Ces visas sont-ils payants ? Le ministère pourrait-il négocier l’exemption pour ces militaires, dont la carte d’identité pourrait être considérée comme suffisante ?

Mme Sylvie Bermann. Les soldats n’achètent pas leurs passeports : ils leur sont fournis soit par le ministère de la Défense soit par les Nations unies.

Les Français ne peuvent obtenir d’exemption dans le cadre d’une opération multilatérale, qui concerne des casques bleus de toutes les nationalités, originaires de pays où la carte d’identité, parfois, n’existe pas. Par ailleurs, ils doivent transiter par différents pays qui exigent un passeport ; il est inimaginable que seuls les Français ne soient pas soumis à cette obligation. Cela dit, je n’ai jamais entendu parler de difficultés qu’aurait pu éprouver, notamment, le ministère de la Défense dans la gestion de ces affaires.

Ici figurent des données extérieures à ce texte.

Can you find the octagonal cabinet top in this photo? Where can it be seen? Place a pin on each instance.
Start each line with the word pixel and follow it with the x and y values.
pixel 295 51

M. Louis Giscard d’Estaing, Rapporteur. Quel regard portez-vous sur la Mission européenne de police et de justice (EULEX), qui a pour objet de mettre sur pied un système juridique et policier au Kosovo ?

Mme Sylvie Bermann. C’est un programme européen qui a pris le relais des forces des Nations unies au Kosovo. Le pays n’étant pas reconnu de tous, il a été jugé préférable de laisser l’Europe intervenir dans le cadre d’une opération civile, relevant davantage des besoins du pays.

Nous suivons indirectement ce programme, dans la mesure où la coopération est nécessaire lors des phases de transition. Il est parfois frappant de constater combien les problèmes peuvent être inversés : en Géorgie, la MONUG dispose d’une imposante flotte de voitures, mais manque de moniteurs ; la mission de surveillance de l’UE en Géorgie (MSUE) a suffisamment de moniteurs et pas assez de voitures !

M. Louis Giscard d’Estaing, Rapporteur. Êtes-vous au courant du contentieux qui existe entre l’EUFOR et les Nations unies sur la reprise du Camp des étoiles à Abéché ?

Mme Sylvie Bermann. Comparé aux opérations européennes, qui s’organisent très vite, le déploiement des Nations unies est lent, contraint notamment par les modalités de passation de contrats. Nous nous efforçons de raccourcir ces délais. Le contentieux du Camp des étoiles, qui porte sur le stockage et le stationnement, est donc lié à des méthodes de planification différentes.

M. Georges Tron, Président. Nous vous remercions.